Everything gets smushed down onto a parchment lined baking sheet and thrown into the fridge to harden. And once the fudge is firm, you simply start cutting it up into bite-sized pieces.
Then clean up the extra bits and pieces. With your fingers and mouth.
And then you give it to someone you love.
LOW-SODIUM SIMPLE FUDGE
makes 36 small pieces
- 2 ounces best quality unsweetened chocolate
- 3/4 cups canned coconut milk
- 2 cups white sugar
- 2 tablespoons butter
- 1 teaspoon pure vanilla extract
Cover an 8X4 inch pan with parchment paper. I love parchment paper.
Then, in a heavy saucepan, combine the chocolate and coconut milk. Place it over very low heat and cook, stirring constantly with a wooden spoon, until mixture is smooth and well blended.
Add the sugar and continue stirring over medium heat until the sugar is dissolved and the mixture begins to boil. Then, stop stirring (it’s scary, but trust) and continue to boil over medium heat until the chocolate thickens and begins to hold shape. This will take about 10 to 15 minutes. And you’ll know you’re done when you can drop a small amount of the chocolate into a bowl of cold water and you can roll it into a soft ball. Or, if you have a candy thermometer, the chocolate’s ready when it reaches 234F.
Finally, remove the chocolate mixture from heat and add the butter and vanilla. Do not stir (again, weird, but trust). Cool until it is lukewarm (110F). And then stir and beat until the mixture begins to lose its gloss and starts to hold its shape. This is also where you can add marshmallows, orange zest, or nuts if you want to give the fudge some extra flavor and texture.
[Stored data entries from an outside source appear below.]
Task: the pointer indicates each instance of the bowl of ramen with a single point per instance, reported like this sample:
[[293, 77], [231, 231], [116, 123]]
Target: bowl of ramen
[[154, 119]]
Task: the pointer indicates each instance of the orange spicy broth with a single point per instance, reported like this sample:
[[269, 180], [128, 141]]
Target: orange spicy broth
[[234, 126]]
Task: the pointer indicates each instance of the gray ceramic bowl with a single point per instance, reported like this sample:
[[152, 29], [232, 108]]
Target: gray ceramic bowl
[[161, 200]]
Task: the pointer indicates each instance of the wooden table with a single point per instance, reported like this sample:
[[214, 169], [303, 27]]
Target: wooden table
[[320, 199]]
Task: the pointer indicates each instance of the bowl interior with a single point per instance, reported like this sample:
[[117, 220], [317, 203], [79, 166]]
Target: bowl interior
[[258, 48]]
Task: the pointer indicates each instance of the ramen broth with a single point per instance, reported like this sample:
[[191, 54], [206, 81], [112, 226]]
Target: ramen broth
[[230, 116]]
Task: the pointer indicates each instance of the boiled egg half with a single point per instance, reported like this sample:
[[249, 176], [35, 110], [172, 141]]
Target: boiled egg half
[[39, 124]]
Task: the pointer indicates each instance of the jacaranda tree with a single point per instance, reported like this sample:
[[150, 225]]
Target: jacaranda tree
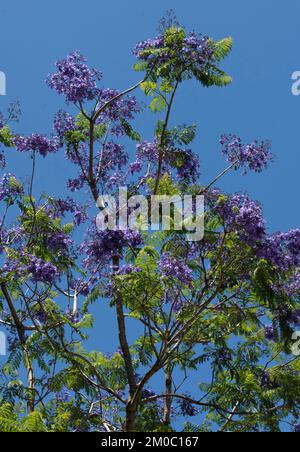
[[222, 309]]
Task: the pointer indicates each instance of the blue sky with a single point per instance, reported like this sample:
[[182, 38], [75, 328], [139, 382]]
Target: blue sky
[[259, 104]]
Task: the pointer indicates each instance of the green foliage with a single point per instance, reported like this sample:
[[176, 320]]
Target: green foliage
[[6, 137]]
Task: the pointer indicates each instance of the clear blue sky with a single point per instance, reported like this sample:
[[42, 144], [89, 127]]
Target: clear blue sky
[[259, 104]]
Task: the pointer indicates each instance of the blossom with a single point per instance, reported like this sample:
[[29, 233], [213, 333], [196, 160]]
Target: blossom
[[117, 108], [175, 268], [186, 163], [77, 183], [38, 143], [41, 271], [9, 187], [58, 242], [63, 123], [148, 393], [102, 245], [255, 156], [177, 51], [187, 408], [147, 151], [243, 216], [74, 79], [2, 160], [129, 269]]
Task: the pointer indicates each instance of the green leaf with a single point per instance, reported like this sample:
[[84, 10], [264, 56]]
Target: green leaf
[[158, 104], [223, 48], [149, 88]]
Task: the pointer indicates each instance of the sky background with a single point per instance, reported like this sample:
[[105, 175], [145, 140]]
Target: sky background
[[259, 104]]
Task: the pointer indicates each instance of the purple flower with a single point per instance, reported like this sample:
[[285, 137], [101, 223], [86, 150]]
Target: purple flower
[[118, 110], [294, 317], [2, 160], [63, 123], [147, 151], [136, 167], [282, 249], [76, 184], [9, 187], [148, 393], [102, 245], [292, 287], [38, 143], [187, 408], [41, 271], [74, 79], [269, 333], [129, 269], [255, 156], [243, 216], [265, 380], [174, 50], [175, 268], [187, 165]]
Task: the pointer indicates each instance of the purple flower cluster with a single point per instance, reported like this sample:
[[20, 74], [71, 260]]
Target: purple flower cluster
[[63, 123], [255, 156], [2, 160], [188, 165], [38, 143], [184, 161], [243, 216], [187, 408], [292, 287], [282, 249], [9, 187], [294, 317], [41, 271], [102, 245], [60, 207], [172, 267], [77, 183], [74, 79], [129, 269], [269, 333]]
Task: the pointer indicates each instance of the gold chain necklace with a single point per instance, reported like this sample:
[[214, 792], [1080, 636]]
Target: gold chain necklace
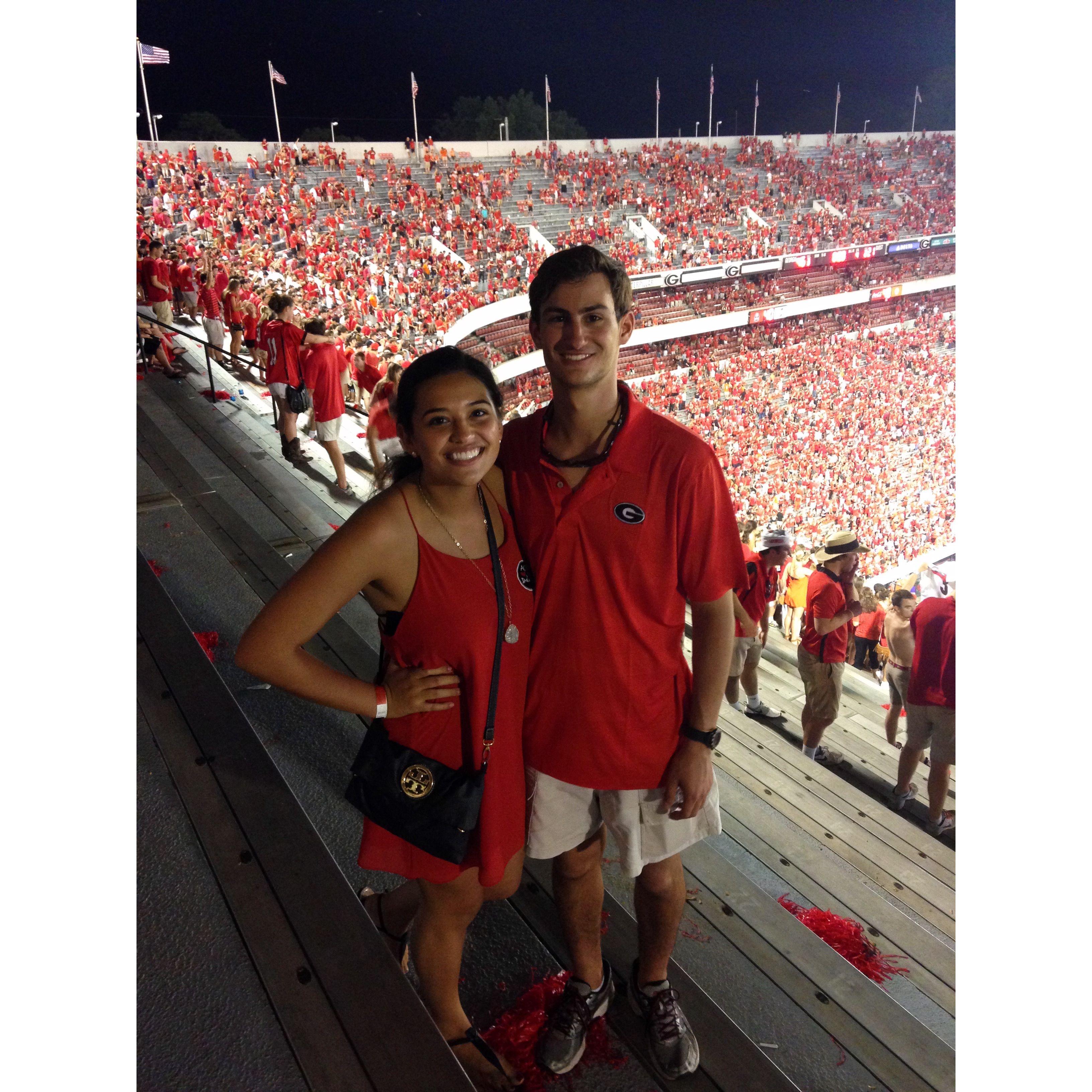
[[512, 633]]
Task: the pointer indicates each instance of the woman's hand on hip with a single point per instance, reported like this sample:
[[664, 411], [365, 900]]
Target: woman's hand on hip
[[420, 691]]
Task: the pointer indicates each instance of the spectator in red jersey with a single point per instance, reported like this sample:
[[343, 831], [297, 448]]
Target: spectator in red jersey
[[212, 317], [156, 279], [326, 371], [384, 441], [282, 341], [755, 597], [831, 607], [188, 286], [931, 707]]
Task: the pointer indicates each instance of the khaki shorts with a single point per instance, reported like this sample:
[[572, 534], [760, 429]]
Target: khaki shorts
[[747, 653], [562, 816], [898, 681], [933, 727], [823, 685], [328, 431]]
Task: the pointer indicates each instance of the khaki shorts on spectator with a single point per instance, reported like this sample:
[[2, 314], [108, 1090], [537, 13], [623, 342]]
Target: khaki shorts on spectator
[[823, 685], [214, 331], [327, 431], [898, 681], [933, 727], [562, 816], [746, 653]]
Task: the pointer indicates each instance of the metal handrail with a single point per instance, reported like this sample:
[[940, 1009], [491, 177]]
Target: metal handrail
[[207, 344]]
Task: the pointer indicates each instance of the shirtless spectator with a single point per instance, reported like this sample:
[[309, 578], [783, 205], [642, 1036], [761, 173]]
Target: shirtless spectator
[[900, 658], [383, 433], [326, 372], [931, 707]]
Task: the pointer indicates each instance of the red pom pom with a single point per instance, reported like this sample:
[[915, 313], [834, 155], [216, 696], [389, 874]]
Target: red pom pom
[[514, 1037], [209, 641], [848, 938]]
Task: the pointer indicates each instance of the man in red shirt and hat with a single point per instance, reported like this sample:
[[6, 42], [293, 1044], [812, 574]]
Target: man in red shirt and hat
[[623, 517], [832, 604]]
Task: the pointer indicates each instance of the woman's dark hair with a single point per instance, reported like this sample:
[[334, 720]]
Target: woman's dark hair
[[442, 362]]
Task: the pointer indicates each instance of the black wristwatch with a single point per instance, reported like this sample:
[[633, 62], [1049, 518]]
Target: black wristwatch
[[709, 739]]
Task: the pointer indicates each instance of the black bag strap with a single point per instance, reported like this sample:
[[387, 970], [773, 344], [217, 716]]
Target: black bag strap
[[498, 580]]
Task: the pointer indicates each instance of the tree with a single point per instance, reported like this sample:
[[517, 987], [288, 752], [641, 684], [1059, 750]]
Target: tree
[[472, 118], [200, 125]]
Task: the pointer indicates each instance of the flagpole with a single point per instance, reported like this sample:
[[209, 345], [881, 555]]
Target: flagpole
[[709, 141], [152, 135], [277, 117]]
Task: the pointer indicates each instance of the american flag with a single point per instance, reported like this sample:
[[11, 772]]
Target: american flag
[[153, 55]]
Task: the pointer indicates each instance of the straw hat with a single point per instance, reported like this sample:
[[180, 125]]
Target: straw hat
[[838, 545]]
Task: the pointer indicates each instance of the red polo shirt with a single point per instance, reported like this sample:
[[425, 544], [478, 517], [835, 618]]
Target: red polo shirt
[[933, 673], [614, 563], [758, 590], [826, 599]]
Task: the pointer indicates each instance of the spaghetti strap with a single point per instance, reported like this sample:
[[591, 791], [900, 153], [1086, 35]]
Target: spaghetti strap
[[402, 494]]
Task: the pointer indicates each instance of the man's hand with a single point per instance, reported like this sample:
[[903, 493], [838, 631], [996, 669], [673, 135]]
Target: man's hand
[[692, 770]]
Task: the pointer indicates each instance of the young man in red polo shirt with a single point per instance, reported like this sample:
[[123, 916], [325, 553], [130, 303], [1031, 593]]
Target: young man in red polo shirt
[[931, 707], [755, 596], [326, 369], [832, 604], [623, 516]]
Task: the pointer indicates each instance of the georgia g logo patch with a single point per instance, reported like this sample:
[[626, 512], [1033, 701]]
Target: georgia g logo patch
[[524, 575], [629, 514]]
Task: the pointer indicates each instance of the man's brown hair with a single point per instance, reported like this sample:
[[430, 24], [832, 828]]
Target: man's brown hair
[[576, 264]]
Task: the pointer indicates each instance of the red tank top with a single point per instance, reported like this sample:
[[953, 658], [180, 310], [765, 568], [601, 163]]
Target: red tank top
[[451, 619]]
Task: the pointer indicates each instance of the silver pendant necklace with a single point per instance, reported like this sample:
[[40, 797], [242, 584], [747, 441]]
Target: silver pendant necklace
[[512, 633]]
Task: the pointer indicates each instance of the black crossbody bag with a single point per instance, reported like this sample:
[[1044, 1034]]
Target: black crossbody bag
[[418, 799]]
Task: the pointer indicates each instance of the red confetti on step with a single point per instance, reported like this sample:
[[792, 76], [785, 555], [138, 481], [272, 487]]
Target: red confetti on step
[[514, 1037], [848, 938], [209, 640]]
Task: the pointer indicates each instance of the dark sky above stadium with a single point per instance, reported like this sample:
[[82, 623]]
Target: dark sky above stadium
[[351, 62]]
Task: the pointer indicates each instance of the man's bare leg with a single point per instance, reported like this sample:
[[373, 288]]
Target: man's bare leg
[[660, 899], [578, 894]]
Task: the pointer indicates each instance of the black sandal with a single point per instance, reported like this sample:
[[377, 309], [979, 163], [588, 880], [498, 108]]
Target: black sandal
[[484, 1049], [403, 940]]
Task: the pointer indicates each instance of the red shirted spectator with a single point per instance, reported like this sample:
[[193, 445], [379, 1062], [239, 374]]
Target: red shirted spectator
[[325, 372], [931, 707]]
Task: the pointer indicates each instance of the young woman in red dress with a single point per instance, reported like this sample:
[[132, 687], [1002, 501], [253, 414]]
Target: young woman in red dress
[[420, 554]]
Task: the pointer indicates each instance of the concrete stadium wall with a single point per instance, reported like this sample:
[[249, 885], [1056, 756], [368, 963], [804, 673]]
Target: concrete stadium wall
[[482, 150]]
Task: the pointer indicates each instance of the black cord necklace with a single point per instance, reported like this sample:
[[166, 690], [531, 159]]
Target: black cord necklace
[[614, 425]]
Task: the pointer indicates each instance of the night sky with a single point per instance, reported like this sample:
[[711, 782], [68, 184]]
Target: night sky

Then, pour it immediately onto that parchment-lined pan and use the back of your wooden spoon to flatten it out. Place it in the refrigerator to chill. If you do decide to make the rice crispy treats, pour them on top of the cooled fudge and smush down with a wooden spoon. Place everything back into the refrigerator to chill and cut when it’s firm.